Observations: Architecture finally hits the bottle

In Greek, protos means new. But in Penafiel, north-western Spain, it means three million bottles of wine a year – four million when the new Bodegas Protos production plant, designed by Rogers Stirk Harbour, starts production this month.

Big league architects are changing the face of wine-making, especially in Penafiel, where the tempranillo grape has produced vintages for decades. It is no longer enough to make wines, it's about turning wineries into destinations.

Seen from the slopes just below the 14th-century castle, the new architecture looks like five barrel-vaulted farm sheds pushed together in a roughly triangular plan. The ensemble, textured and coloured by the rise and fall of their terracotta roof tiles, hints at brandysnaps.

The challenge for 21st-century architecture was to deliver a million more bottles a year without erasing the winery's historic gravitas Protos has produced wine at Penafiel since 1926, and much of its tempranillo is grown and harvested in the same archaic manner as Cistercian monks.

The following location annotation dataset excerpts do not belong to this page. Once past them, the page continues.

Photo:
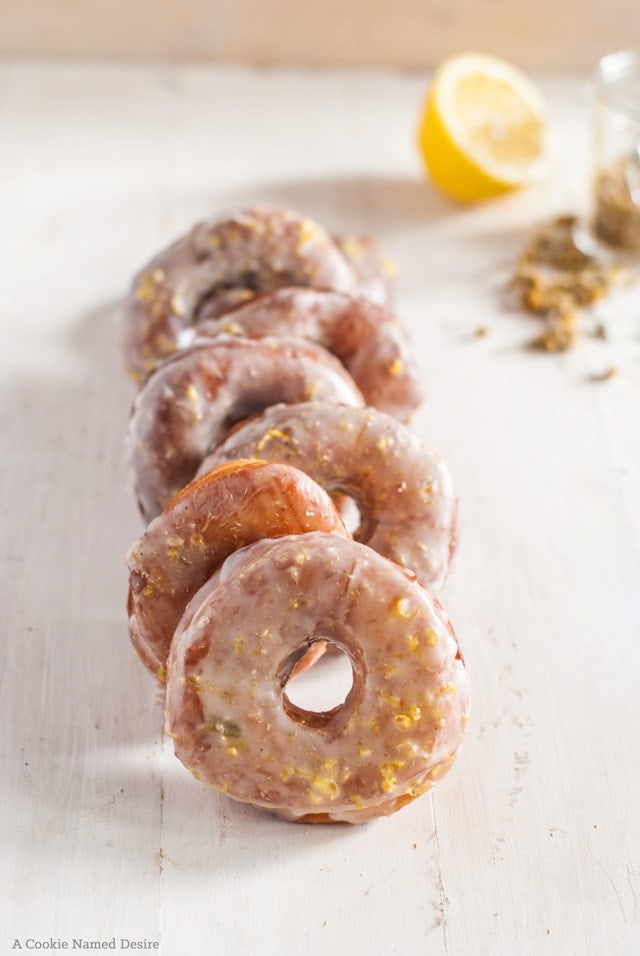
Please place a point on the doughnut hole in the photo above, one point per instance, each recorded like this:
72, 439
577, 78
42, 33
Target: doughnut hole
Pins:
317, 681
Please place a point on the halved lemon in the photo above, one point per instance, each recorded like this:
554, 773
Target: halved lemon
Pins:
483, 128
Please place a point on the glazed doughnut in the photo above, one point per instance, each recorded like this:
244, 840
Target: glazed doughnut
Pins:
231, 258
231, 506
374, 271
369, 343
233, 725
403, 490
188, 404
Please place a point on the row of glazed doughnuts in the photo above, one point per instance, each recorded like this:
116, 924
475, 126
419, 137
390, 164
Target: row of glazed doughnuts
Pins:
273, 375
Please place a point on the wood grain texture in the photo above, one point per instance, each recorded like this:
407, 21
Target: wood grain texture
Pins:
532, 844
405, 33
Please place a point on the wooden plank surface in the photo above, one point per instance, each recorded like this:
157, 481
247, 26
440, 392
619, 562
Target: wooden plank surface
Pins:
532, 844
406, 33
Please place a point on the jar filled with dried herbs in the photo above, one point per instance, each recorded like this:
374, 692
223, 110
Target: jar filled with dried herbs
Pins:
616, 173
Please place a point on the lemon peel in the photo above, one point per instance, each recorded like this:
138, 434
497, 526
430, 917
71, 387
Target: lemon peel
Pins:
483, 128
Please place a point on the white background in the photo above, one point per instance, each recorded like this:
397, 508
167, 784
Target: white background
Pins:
532, 844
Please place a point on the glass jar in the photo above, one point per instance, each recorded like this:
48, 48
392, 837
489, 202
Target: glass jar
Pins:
616, 152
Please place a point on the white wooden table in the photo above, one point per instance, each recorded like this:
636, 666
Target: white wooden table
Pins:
532, 844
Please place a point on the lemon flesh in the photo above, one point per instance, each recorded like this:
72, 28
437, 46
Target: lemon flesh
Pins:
483, 128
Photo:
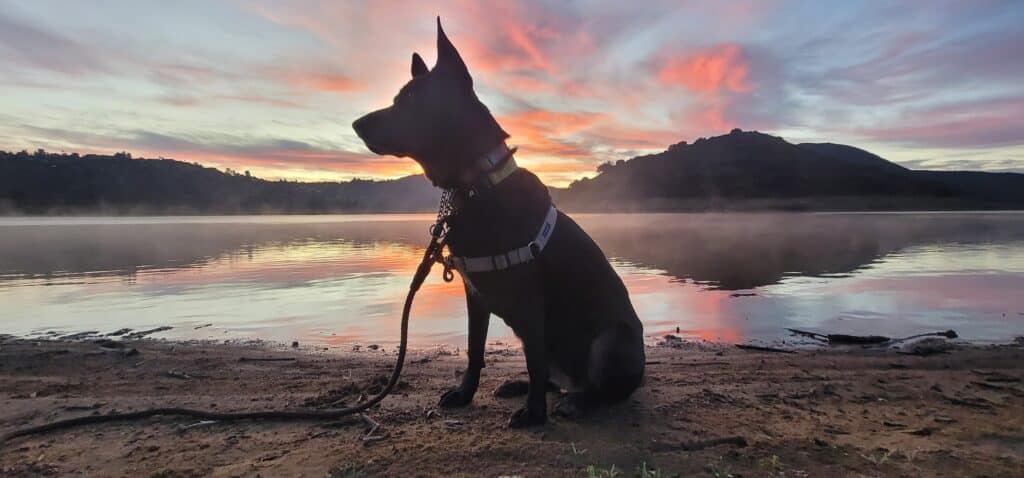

In committing £15m to the project, it's amusing to discover that Protos considered Lord Rogers a bit of a risk. Managing director, Teotimo San Jose, bemoaned Rogers' "lack of experience in winery design" and only chose Rogers because Rafael Moneo and Santiago Calatrava were busy with other wineries. The new winery is in part a response to Lord Foster designing a mega-winery nearby, and recognition that smaller local wineries are upping the ante with distinctive new buildings, which not only increase efficiency, but are valuable marketing bolt-ons.